Tuesday, October 4, 2011

picking up jesus

The father came by on the weekend to pick up jesus. Yup, jesus was here at our house. I had looked out our front window and saw the father walking slowly, carefully, with his head bent down as he negotiated his steps on our uneven gravel path. In his right hand was a statue of jesus.

This subject has been talked around and around, at our kitchen tables, for the past few weeks. At random times the father would show up to talk or hang out, or we would all be gathered together having a drink or dinner, and then he would bring up, ‘Christoff’ as he once called him, or ‘Joseph’ another time…at which point, because I thought it was so funny that he couldn’t get Christ’s name right, I said, ‘Do you mean Billy?’ The father actually laughed!

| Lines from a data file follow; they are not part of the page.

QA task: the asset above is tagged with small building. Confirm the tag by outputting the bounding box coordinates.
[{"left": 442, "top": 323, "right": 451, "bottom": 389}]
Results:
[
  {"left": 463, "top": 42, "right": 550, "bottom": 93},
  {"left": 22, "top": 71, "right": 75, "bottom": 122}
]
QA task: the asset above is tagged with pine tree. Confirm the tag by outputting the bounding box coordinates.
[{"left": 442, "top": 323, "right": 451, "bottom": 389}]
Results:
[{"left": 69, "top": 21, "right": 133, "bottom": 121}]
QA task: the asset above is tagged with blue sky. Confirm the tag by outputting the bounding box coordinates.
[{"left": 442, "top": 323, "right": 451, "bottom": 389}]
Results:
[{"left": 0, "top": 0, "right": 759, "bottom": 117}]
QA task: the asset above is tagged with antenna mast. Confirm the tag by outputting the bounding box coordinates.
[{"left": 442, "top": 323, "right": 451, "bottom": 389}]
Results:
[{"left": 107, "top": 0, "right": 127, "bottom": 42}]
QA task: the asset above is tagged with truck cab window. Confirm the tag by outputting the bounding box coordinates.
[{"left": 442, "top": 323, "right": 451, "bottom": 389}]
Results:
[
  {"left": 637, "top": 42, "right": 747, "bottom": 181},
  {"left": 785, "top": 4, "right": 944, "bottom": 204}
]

I think it was the first time he laughed at one of my jokes…mostly because he usually doesn’t listen to me.

He has been trying to figure out what to do with the big cross which stands at his parents grave, a grave which he has now stopped leasing. In Germany you rent your grave plot for a limited time…say 10 years, 50 years or 99 years. Now, the time was up on the grave of great guy’s beloved oma, Barbara, and her husband who died when he was still quite young.

The other day, great guy sawed off the part of the cross which held the names, built a little copper roof for it, and gave it a pedestal. The father was happy that he can now add this to his own grave plot, where great guy’s mom is buried. Jesus is already hanging there…so now the question is, where did he take the other one? What can you do with such a statue…or a better question is, what should you do with it? At least, last night at dinner grave plots were no longer a topic of conversation. It is finished.